Top Iranian officials appear to perceive or pretend to perceive the ongoing protests in Iran as an outcome of what they call a "media war" against the regime.
From the start of popular protests in mid-September, Iran’s ruler Ali Khamenei and his top officials began blaming foreigners for the unrest, mostly ignoring the root causes of deeply felt public anger.
In one of the most recent comments in this regard, Iranian Army Commander General Abdolrahim Mousavi charged that "The enemies are waging a war on the Islamic Republic using audio, video and written words."He claimed that "the enemies are targeting the status of the Supreme Leader and the Islamic Republic's values."
Earlier, IRGC Commander Hossein Salami had also expressed his anger against the media coverage of the ongoing uprising and threatened foreign-based Persian broadcasters such as Iran International and BBC Persian. The satellite TV programs beamed by these independent media have become even more popular during the crisis for a public that is bombarded by one-sided government outlets.
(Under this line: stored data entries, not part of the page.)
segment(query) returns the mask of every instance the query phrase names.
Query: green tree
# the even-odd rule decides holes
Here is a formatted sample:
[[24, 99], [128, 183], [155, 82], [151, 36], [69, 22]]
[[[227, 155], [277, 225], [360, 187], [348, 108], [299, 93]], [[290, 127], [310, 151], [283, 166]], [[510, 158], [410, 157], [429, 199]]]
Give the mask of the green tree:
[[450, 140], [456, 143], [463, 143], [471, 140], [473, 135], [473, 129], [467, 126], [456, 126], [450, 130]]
The persistent accusations and threats against independent media reached a point that in early November London’s Metropolitan Police warned Iran International about serious terror threats against some of its journalists and positioned tight security around its headquarters.
Meanwhile, Iranian lawmaker Jalal Rashido Kochi told Didban Iran website on December 1, that "foreign-based media that operate against the Islamic Republic have become extremely powerful," however, he blamed state television, the Islamic Republic of Iran Broadcasting (IRIB)'s weakness for Iranian's trust in foreign-based media. He said Iranians should not trust the videos they watch on foreign-based televisions.
"Foreign-based media are aware that Iranians are not happy about their financial situation and the country's economic crisis, and they use this situation to fan opposition to the Iranian government," Kochi argued and added that the media scene has changed in recent years, and we can no longer convince the audiences to use an exclusive government-owned news source." Kochi was referring implicitly to the state TV's exclusive right to broadcast in Iran.
Following a decade of extreme censorship and sheer propaganda after the 1979 revolution, Iran allowed minimal openness on the state radio and TV in the early 1990s and dozens of reformist newspapers brought a breeze of media freedom in the late 1990s, but hardliners around Khamenei shut down all reformist papers, jailed proreform journalist and returned hardline fundamentalism to radio and television. In recent years, following the emergence and popularity of social media the government exerted pressures to ban nearly all social media platforms in Iran.
In an interview on Etemad Online, Hossein Nourani Nejad, the spokesman for the reformist party, said this week that "There is no hope in reforming the state television and media outlets aligned with military and security institutions." He was referring to publications such as the IRGC mouthpiece Javan, and other dailies such as Kayhan, Vatan Emrooz, Hamshahri, Fahikhtegan, Jam-e Jam, Hemayat and so on as well as IRGC-affiliated news agencies Fars and Tasnim and two dozen news websites linked to security organizations.
Nourani Nejad added that these media outlets basically produce news and current affairs stories to cater to the taste of a minority, presumably meaning the regime loyalists.